Eczema causes the skin to become red and itchy. Roughly 11 percent of children in the United States are affected by the condition, according to the U.S. Centers for Disease Control and Prevention.

"Previous studies have demonstrated disparities in overall health care utilization among racial and ethnic minorities, but few studies have examined this question specifically for eczema," said senior study author Dr. Junko Takeshita. She is an assistant professor of dermatology and epidemiology at the University of Pennsylvania’s Perelman School of Medicine.

"This is the first study to look at racial and ethnic differences in health care utilization for eczema on an individual level rather than relying on a sample of outpatient visits, making this a unique evaluation of eczema that includes those not accessing care for their disease," she said in a Penn news release.

The study included health care data on a group of more than 2,000 children and teens under 18 with eczema. The data was collected from 2001 and 2013.

Based on their analysis, the researchers estimated that 66 percent of the nearly 3 million children with eczema are white, 18 percent are black and 16 percent are Hispanic. Overall, about 60 percent of these children have been treated for their condition but the odds of being treated by a doctor also varies by race, the researchers found.

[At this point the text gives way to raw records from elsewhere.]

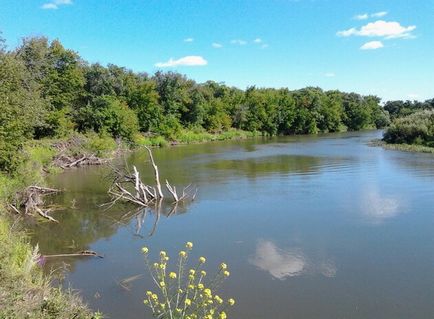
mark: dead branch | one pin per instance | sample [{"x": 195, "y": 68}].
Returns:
[
  {"x": 130, "y": 188},
  {"x": 157, "y": 175},
  {"x": 31, "y": 200},
  {"x": 78, "y": 254}
]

Among the white children with eczema, about 62 percent visited a doctor for the condition. Roughly 58 percent of Hispanic kids with the condition were also treated, compared to just 52 percent of black children.

Overall, black children and teens with eczema are 30 percent less likely to see a doctor than white kids, the researchers calculated.

Those who do see a doctor for eczema however tend to have more office visits and receive more prescriptions than white children, suggesting they have more severe cases of the condition, the researchers said.

"The data show that race alone can be a predictor of whether or not a child with eczema will see a doctor, independent of other social or demographic factors or insurance status," Takeshita said.

Minority children with eczema also tended to be younger. They were more likely to also have asthma than the white children with the condition. The minority children were also less likely to have private insurance and more likely to come from low-income homes.

"While the study is not without its limitations, our findings suggest there are barriers to health care for eczema among black children, irrespective of income and insurance status, despite likely having more severe skin disease," Takeshita said.

"Further research is needed to understand what these barriers are and why they exist so that we can ultimately make efforts to eliminate this disparity," she added.

The study was published recently in the Journal of the American Academy of Dermatology.